Outside the airport, Bennett (one of the founders of Hope on
a String and an Amherst alumn) and I were met by the program’s Country
Director, Lara. With her were her friend Cassy, who will be my interpreter for
the children’s violin classes, and our driver Fèlix
a.k.a Fefe (fayfay). After exchanging brief introductions, we piled into the
car, blissfully air-conditioned, and proceeded to sit for about thirty minutes
in standstill traffic before Fefe even put the jeep in gear. Driving in
Port-au-Prince is a unique, ridiculous, and terrifying experience. I could not
detect the slightest hint of traffic laws. The roads were all dirt, full of
large rocks and holes, and there were no traffic lights. Passing on the left,
heading directly into oncoming traffic at impressive speeds, is encouraged. All the while you are frequently passing the Haitian taxis, called "tap-taps," which are extravagantly colorful and decorated events on wheels. Although they are often nothing more than embellished trucks, tap-taps will hold around 20 people sometimes stacked one on top of another like legos. These vehicles, too, will hurtle by at absurd speeds. This city was designed by Dr. Seuss.
We made one stop at a bank to exchange American dollars for
Haitian gouds. This process involved Fefe quickly grabbing our money and
dashing inside, past the guard holding a large shotgun at his side, while we
waited in the car. What happened inside the bank I cannot fathom, but twenty
minutes later Fefe emerged holding our new, colorful money.
At long last we made it to the village, Corail, in the
municipality (or “zon”) of Arcahaie. The first thing I noticed were the walls.
Those who can afford them surround their homes with concrete walls topped with
barbed wire or broken bottles. Because the wealthiest people live on the main
road, it looks like a dusty, dismal hallway.
Our house is beautiful. A soothing yellow color with a
generous porch and plenty of treated water, this is my safe place. I have a
room and bed to myself, but will be sleeping in a hammock every night due to
the heat. The three of us “blans” are living here for now, but Bennett will fly
back to New York on Tuesday, leaving the house to me and Lara (and whoever
wants to visit).
After getting settled, Bennett and I went for a walk through
town. I quickly learned that it
is NECESSARY to greet EVERYONE you see, and even those you don't. To walk by
somebody without acknowledging them (a simple nod of the head does not suffice)

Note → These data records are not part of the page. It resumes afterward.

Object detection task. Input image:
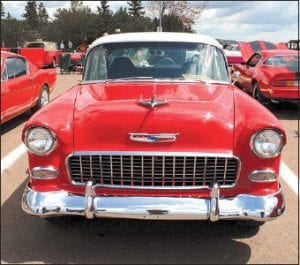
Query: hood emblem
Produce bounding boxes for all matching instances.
[129,133,179,143]
[136,96,168,109]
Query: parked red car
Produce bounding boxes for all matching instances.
[233,49,300,102]
[1,51,56,124]
[22,32,286,224]
[19,40,62,68]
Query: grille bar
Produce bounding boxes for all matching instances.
[67,152,240,189]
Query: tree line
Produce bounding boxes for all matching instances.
[1,0,206,47]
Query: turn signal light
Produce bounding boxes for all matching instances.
[248,170,277,182]
[30,167,58,179]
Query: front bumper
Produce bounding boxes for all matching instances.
[22,182,285,221]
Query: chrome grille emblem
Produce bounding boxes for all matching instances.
[129,133,179,143]
[137,96,168,109]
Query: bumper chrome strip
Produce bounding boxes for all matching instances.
[22,182,285,221]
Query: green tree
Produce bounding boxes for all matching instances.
[112,7,155,32]
[23,1,39,30]
[97,1,112,15]
[50,1,97,48]
[1,2,5,17]
[38,2,49,26]
[148,0,208,31]
[127,0,145,17]
[97,1,113,36]
[1,17,34,47]
[6,12,13,19]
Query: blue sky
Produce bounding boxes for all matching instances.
[2,1,299,43]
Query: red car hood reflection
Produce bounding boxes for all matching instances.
[238,40,288,62]
[74,82,234,153]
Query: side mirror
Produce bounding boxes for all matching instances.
[231,71,241,85]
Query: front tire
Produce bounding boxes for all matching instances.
[32,85,50,113]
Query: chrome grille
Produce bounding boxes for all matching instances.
[68,153,239,188]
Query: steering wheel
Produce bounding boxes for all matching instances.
[157,57,175,65]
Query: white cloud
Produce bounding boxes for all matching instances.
[194,1,298,43]
[2,1,298,42]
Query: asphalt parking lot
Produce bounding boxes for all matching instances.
[1,70,299,264]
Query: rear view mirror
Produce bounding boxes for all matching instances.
[231,71,241,85]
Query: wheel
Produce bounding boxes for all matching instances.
[253,83,269,104]
[32,85,50,112]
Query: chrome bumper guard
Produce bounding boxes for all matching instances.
[22,182,285,221]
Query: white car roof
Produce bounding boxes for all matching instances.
[89,32,222,50]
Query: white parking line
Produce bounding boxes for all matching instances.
[279,161,299,196]
[1,144,299,196]
[1,144,26,174]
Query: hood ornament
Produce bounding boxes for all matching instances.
[129,133,179,143]
[136,96,168,109]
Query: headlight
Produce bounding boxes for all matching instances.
[25,127,55,155]
[250,129,283,158]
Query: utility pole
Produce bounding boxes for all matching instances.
[157,1,164,32]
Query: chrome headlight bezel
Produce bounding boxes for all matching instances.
[24,126,57,156]
[250,128,284,159]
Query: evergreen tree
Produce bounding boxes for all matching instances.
[23,1,39,30]
[38,2,49,25]
[71,0,84,12]
[127,0,145,17]
[1,2,5,17]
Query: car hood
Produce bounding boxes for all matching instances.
[74,82,234,153]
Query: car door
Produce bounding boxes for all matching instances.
[239,53,262,92]
[1,56,34,120]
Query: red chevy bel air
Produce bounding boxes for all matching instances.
[1,51,56,124]
[22,32,286,225]
[233,49,300,103]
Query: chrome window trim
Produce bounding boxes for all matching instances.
[65,151,242,190]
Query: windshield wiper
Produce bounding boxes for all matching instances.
[106,76,154,82]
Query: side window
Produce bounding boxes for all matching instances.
[5,57,27,79]
[247,53,261,67]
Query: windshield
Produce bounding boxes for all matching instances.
[84,42,229,83]
[27,42,44,48]
[264,54,298,69]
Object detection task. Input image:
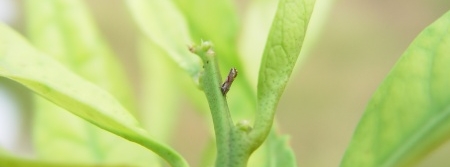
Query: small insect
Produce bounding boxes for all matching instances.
[220,68,237,96]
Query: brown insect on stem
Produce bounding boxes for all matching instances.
[220,68,238,96]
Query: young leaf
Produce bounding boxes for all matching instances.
[174,0,256,124]
[341,12,450,167]
[266,129,297,167]
[0,151,125,167]
[125,0,201,83]
[138,38,180,141]
[251,0,315,148]
[25,0,157,166]
[0,24,188,167]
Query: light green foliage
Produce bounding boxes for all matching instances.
[0,25,187,166]
[25,0,158,166]
[126,0,201,83]
[341,12,450,167]
[265,130,297,167]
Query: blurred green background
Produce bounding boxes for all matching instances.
[0,0,450,167]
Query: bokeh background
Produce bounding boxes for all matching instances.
[0,0,450,167]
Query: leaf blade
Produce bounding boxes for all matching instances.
[0,24,188,166]
[252,0,315,146]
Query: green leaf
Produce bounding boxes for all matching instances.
[25,0,160,166]
[251,0,315,148]
[0,24,188,166]
[126,0,201,84]
[0,149,126,167]
[138,38,180,141]
[25,0,136,114]
[174,0,256,120]
[341,12,450,167]
[265,130,297,167]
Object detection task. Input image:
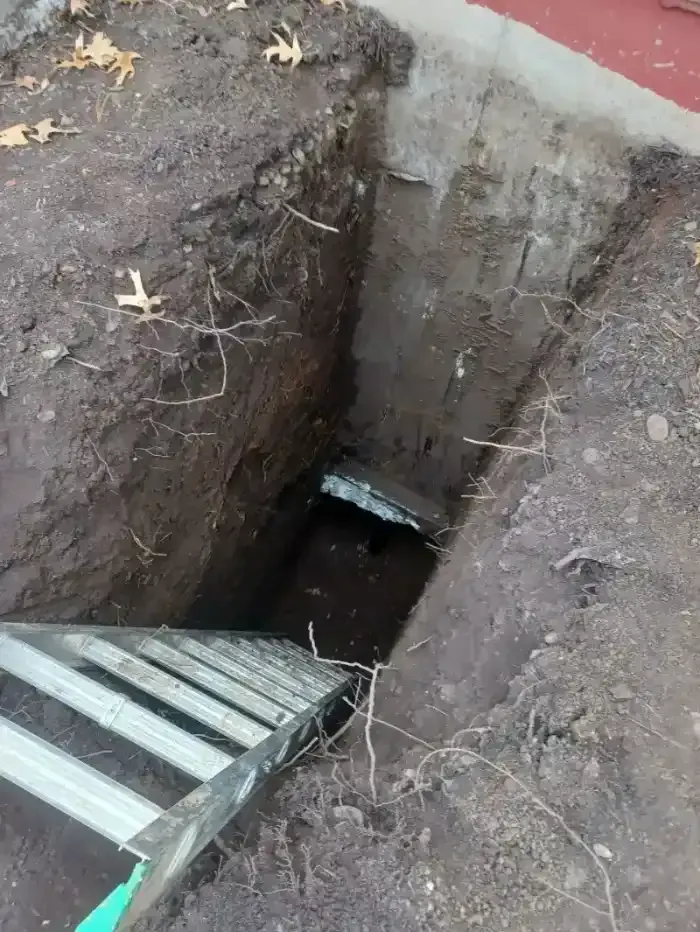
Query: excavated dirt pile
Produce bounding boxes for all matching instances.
[0,3,411,624]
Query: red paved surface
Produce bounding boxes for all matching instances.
[480,0,700,112]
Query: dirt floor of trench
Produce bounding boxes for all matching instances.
[0,10,700,932]
[124,177,700,932]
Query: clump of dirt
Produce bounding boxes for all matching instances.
[138,175,700,932]
[0,2,410,624]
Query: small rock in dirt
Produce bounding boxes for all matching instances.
[581,447,600,466]
[19,314,36,333]
[593,841,613,861]
[331,806,365,828]
[647,414,669,443]
[610,683,634,702]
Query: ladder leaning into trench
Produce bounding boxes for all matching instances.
[0,624,352,932]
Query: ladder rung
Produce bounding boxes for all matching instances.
[276,638,350,686]
[265,638,348,689]
[0,634,234,783]
[193,638,310,713]
[136,637,293,728]
[213,638,328,703]
[54,634,271,748]
[0,717,163,855]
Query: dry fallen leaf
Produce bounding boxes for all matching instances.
[114,269,167,317]
[263,32,303,68]
[57,32,92,71]
[29,117,80,145]
[85,32,119,68]
[68,0,95,19]
[107,51,141,87]
[0,123,30,149]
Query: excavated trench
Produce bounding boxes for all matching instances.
[0,21,684,932]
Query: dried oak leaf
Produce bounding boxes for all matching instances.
[15,74,40,91]
[57,32,92,71]
[107,50,142,87]
[0,123,31,149]
[68,0,95,19]
[114,269,168,317]
[29,117,80,145]
[263,32,303,69]
[85,32,119,68]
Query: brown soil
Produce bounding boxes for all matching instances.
[0,2,410,624]
[139,182,700,932]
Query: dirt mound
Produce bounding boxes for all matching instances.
[0,3,410,624]
[141,175,700,932]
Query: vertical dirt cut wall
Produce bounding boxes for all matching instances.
[0,2,409,624]
[344,0,700,505]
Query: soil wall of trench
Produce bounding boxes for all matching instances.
[0,3,410,625]
[0,2,688,625]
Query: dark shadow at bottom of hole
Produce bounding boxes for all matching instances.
[250,495,436,665]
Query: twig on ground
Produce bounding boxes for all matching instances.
[284,204,340,233]
[393,746,619,932]
[462,437,542,456]
[87,437,116,482]
[127,528,167,566]
[538,877,610,918]
[309,621,389,805]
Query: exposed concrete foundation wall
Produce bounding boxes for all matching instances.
[348,0,700,504]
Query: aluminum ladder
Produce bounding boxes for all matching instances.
[0,624,353,932]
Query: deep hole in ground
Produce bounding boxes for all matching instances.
[0,9,688,916]
[256,495,436,665]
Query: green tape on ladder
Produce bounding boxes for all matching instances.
[75,861,149,932]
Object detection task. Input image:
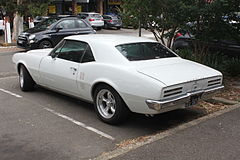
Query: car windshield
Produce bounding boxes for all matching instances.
[35,18,59,29]
[116,42,177,61]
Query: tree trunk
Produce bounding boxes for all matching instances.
[12,0,23,41]
[72,0,77,15]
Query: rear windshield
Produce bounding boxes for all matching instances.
[36,18,60,29]
[116,42,177,61]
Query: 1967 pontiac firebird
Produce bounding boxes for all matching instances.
[13,34,223,124]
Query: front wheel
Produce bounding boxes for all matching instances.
[19,65,35,91]
[94,85,130,124]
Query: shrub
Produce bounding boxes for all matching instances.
[176,49,240,76]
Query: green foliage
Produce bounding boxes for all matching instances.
[123,0,188,47]
[0,0,52,17]
[176,49,240,76]
[123,0,240,51]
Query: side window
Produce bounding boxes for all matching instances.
[56,19,75,29]
[57,40,88,62]
[50,39,65,57]
[81,45,95,63]
[75,19,88,28]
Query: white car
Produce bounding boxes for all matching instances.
[13,34,223,124]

is to insult them. I imagine that this is what ‘nam was like, constantly
checking over your shoulder to see if there’s anyone lurking in the shadows or
under a tree. At first I thought I looked and sounded ridiculous, waving hands
and sending “bonjou’s” in every direction at Bennett’s encouragement, but then
I realized that everyone was doing it. Despite its poverty and perhaps because
of it, the community is extremely tightly woven.